I spent most of the 80s stagnating (more of my 80s in my answer to Question 2) musically. In the 90s my musical influences were a combination of what I got paid to listen to (literally -- I was working in radio) and what I learned from my late voice teacher, Judy Davis, who taught me about all those pop standards I would have learned about had I grown up in a "normal" household. Note that I've written music in the genres of new age, jazz, rock/pop, country, and folk. With perhaps the exception of folk, it's all been stuff I've been paid to listen to.
Nowadays most of the music I listen to outside of filk/novelty is rock/pop, R&B, and country. This will give you an idea of what you can expect out of me these days. :-)

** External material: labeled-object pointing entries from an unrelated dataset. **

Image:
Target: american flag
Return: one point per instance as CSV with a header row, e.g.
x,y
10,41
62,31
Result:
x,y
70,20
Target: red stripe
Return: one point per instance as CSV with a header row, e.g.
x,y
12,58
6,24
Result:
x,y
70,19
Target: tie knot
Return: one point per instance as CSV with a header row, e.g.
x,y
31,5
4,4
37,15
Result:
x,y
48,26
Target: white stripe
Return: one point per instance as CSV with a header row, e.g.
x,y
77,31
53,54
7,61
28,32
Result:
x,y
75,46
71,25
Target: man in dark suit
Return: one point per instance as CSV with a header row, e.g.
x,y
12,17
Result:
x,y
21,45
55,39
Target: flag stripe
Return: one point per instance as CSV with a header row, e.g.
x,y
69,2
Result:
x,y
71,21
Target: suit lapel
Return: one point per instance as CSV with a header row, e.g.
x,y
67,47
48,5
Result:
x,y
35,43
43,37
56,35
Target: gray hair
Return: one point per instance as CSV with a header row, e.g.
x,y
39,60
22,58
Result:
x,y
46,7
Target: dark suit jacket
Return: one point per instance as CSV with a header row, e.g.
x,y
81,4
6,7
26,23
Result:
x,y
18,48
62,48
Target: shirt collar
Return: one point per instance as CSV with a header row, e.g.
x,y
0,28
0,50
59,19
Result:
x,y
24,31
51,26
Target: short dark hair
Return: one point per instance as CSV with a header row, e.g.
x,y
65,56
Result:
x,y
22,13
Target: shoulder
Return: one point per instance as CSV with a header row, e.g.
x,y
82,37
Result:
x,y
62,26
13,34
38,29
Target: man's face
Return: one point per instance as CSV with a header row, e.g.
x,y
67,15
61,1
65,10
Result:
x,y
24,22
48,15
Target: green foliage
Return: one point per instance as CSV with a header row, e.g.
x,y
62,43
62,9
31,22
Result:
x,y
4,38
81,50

2) What first brought you out to California?
An airplane. [g,d,rlh]
I was 50% of one of the early Internet (the ARPAnet) romances -- and later divorces. I was a student at Columbia University. My (now ex-) husband maintained the e-mail system at Columbia from Stanford. An e-mail bug caused me to send e-mail to him, one thing led to another, and we became engaged. After my first trip to California, there was no question as to which one of us was going to relocate (the one who had dreamed of living in California as a child vs. the one whose skin started crawling when he spent more than two hours in New York City). The "fun" part was explaining to my parents why he wasn't getting a job in NYC.
I wound up stopping out of Columbia (I was semi-paralyzed on my left side from the neck-down and in horrific pain, too much to be able to study). We loaded my belongings, along with what had been my Grandmom's living room, into a Ryder truck and shlepped it to California.
3) What's your favorite computer oldtimer and/or "net.fogey" story?
Wow. There are so many good ones to tell.... The one about the guy who used to e-mail out his diary of course seems tame by today's standards, even though he used to put sexually explicit stuff in it naming names. Given that the government owned much of the computing facilities, this was very unique.
At dinner tonight we were talking about the Computer Museum in Mountain View. They've got lots of old hardware there, but AFAIK they don't have a Foonly. What's a Foonly, you ask? Well...I'm one of the experts on the machine.
A Foonly was an imitation PDP-10. They ran the same instruction set, but each one was created with individually wire-wrapped boards and thus had a "personality." You could swap two "identical" boards, such as two disk controller boards, between two Foonlies of the same model and they wouldn't work, but swap them back and they would.
Foonlies were also cheap. The folks at Symbolics used to say, "You pay for a Foonly, you get a Foonly." The guy who ran the company was named Dave Poole. Dave was very bright but had quite a temper. If he decided he didn't like you there was nothing you could do about it. Poole would often tell his people not to service specific customers; needless to say, when Poole was on vacation, the company ran much better.
Poole used to throw things at his employees. He'd hire really bright people missing things like degrees, then make them feel like dung. I remember one of his people coming to service our computer with a bruise/wound that resembled a wire-wrap board having been thrown at his face. We knew Dave threw it. The one reason folks stayed at Foonly was his sick/vacation policy. Foonly employees each got three months of vacation time and three months of sick time. Needless to say, folks avoided taking vacation or sick time when Dave was taking his. Given this allowance, you could go the whole year and pretty much never deal with Dave, which was generally a Good Thing.
Eventually Dave's people got fed up with him and left, and Foonly disintegrated to Dave taking care of the few Foonlies left in service -- in particular, the ones running the Network Information Center at SRI. One of Poole's quirks was he liked to have a parrot on his shoulder. The main Foonly at SRI was covered with bird crap on the inside. This isn't just heresay; I saw it for myself.
A few years ago Poole set sail for Alaska in his boat. He disappeared at sea. Rumor has it he was diagnosed with something terminal and did that on purpose.